The overall rating uses seven different weighted metrics to determine our overall score. Half of total rating comes from the player and our exit speed tests (Player Rating: 25%, Performance: 25%).The other categories are Relevance (20%), Demand (10%), Durability (10%), Resell Score (5%), and Tech Specs (5%).
*: When a bat is denoted by a star (*) it is a preliminary rating. Expect it to be updated as we learn more about the bat and gather more data.
(PlaRa) Player Rating: We measure player rating from user reviews. Those users include our own hitters that we test at the lab as well as reviews we find online.
(ExVe) Performance: Performance measures the exit speeds and distances we capture in our hitting lab with HitTrax using these bats.
(Relv) Relevance: We measure the number of sizes and the MOI of the bat. Bats with a wider range of options get a better score.
(Dmnd) Demand: Demand is measured by consumer sentiment and the buzz around the bat.
(Drb) Durability: A bat’s durability is measured by user reviews as well as feedback from manufacturers.
(ReSl) Resell Score: Based on the price the bats go for used. Higher prices mean greater user demand which means, generally, a better bat. A resell value closer to its original price means a higher score.
(Tech) Tech Specs: We rate the bat on its technological advancements from previous years and compared to the industry at large. This is our chance to reward companies who are trying to innovate.

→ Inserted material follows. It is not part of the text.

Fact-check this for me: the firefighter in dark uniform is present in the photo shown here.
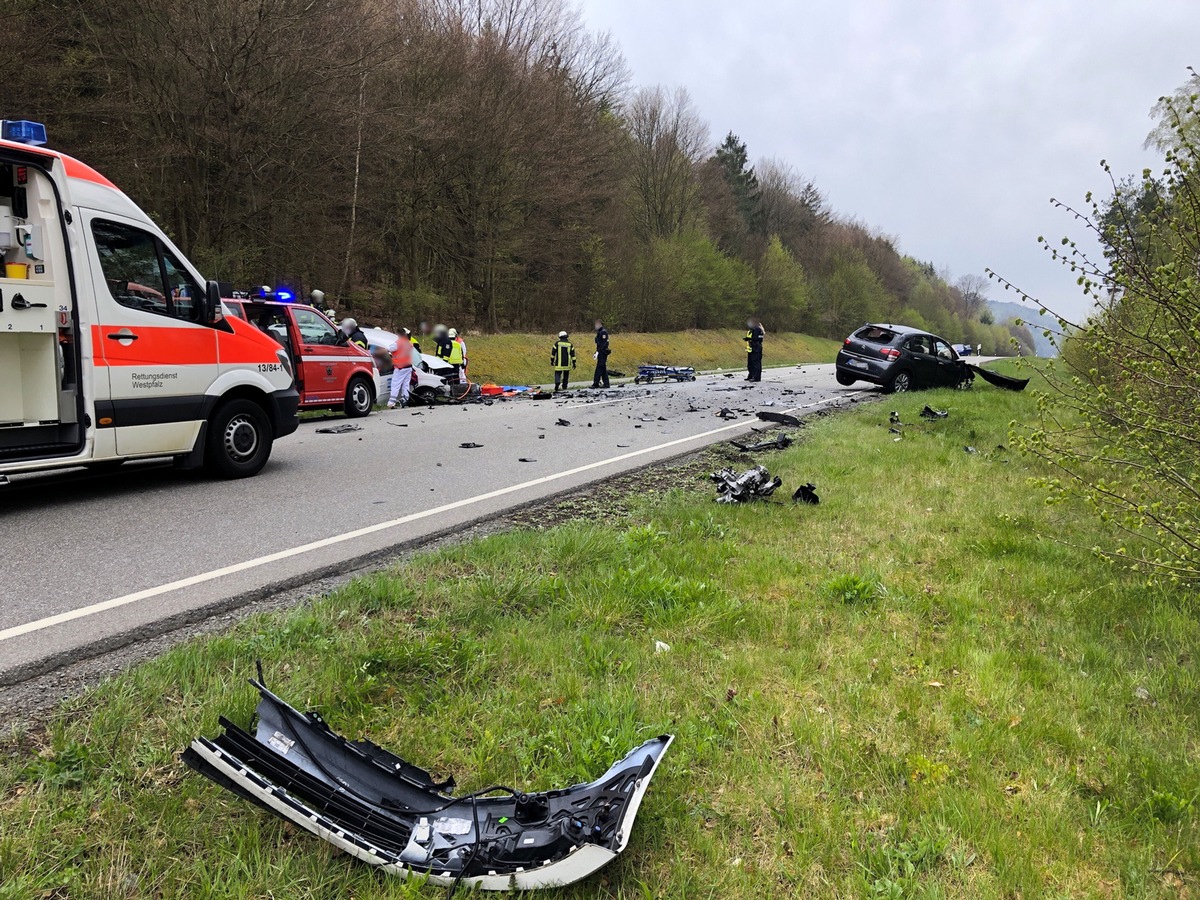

MOI or Mass Moment of Inertia is a measurement of bat swing weight. This quantifies how difficult it is to swing a bat. The industry often refers to this as things like End Load or Balanced but those words have been overused to the point of meaninglessness. We measure the actual swing weights of each bat we test using the industry-standard pendulum period, balance point, and scale weight. You can read more about that here.
The price is the original MSRP price of the bat.
The types of bats are single-piece alloy (SPA), two-piece composite (TPC), single-piece composite (SPC), hybrid (Hyb.), and wood (Wood). Hybrid bats are made of composite handles and alloy barrles.
The estimated date the bat began distribution.